While the theater would normally start operations in April, it has been closed due to the statewide coronavirus lockdown. It now plans to reopen at 8:30 this Friday night.
Stefanon declared it very important that he demonstrate businesses who’ve been pushing to start back up now show they can operate safely.
“We feel very fortunate to be one of the ones to first open up the business after everything’s been closed for so long,” he granted. “If we can keep people socially distant and we can do our part… we can actually help other businesses out there reopen even more quickly."
At more than 23 acres, there's plenty of room for social distancing at Silver Lake Twin and the number of cars allowed in will be cut in half to just over 200, from its normal 400.
The playground is closed. So is Silver Lake's miniature golf course. Customers will be quickly guided into and out of the snack bar which now has plexiglass shields.
In East Avon, the 41-acre Vintage Drive-in plans to reopen on Thursday of next week.

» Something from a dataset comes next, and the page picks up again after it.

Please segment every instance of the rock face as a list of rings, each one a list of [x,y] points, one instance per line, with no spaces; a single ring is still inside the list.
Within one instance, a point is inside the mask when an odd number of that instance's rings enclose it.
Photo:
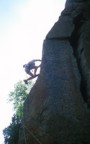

Here, only about 275 cars will be allowed in, down from 700 and the owner Paul Dean says the concession stand will be strictly walk-up
"I think all the eyes are going to be on us,” he said. "We are going to show everyone that this can really happen."
Once operations resume, Stefanon predicted the biggest challenge would be the restrooms, which routinely see a rush of customers during intermission and may require a lot of patience and some adjustments on the fly.
Both drive-in operators promised intense and frequent restroom cleaning, as well as people monitoring them and Stefanon suggested those intermissions may end up being stretched longer to give more time for bathroom breaks delayed by limits on how many people could use the facilities.
The movies themselves may be a little older than first-run. Both theaters planned to show “Trolls World Tour” and “Jumanji: The Next Level” for kids and “The Invisible Man” and “Bad Boys For Life” for adults.
All four movies have already been out in theaters for months, since before the lockdown began.
For the immediate future, Stefanon admitted movie content may be a challenge.
“We will have to get creative,” he laughed. “Maybe run some retro movies, some favorites, along with some of the first run and see what happens.”
Silver Lake is also already offering more uses for those seeking the safety of social distancing in its vast space. Three local schools including Perry High School, are planning graduations there.
The local Old Paths Chapel church has held drive-in services and next months the Silver Lake theater will host a wedding.
Dean said the Vintage Drive-in had received inquiries from schools and organizations seeking to use the drive-in’s space for events and, now that the state has cleared the facilities to open, he said he would be looking at those requests and considering when the theater might be able to accommodate them.
"It feels good and you do get a sense of satisfaction out of helping and doing whatever we can to make things, a tough situation, easier,” Stefanon said.
As for the bottom line, Dean granted limiting theaters maximum capacity would hurt the box office take but declared he hoped to make up for that. Once it begins operations, the Vintage Drive-in plans to have shows every night, rather than just on weekends. Dean also predicted that so many people will want to get out for activities like a movie night that the theaters will see crowds approaching a full house, albeit adjusted for the smaller capacity, every night.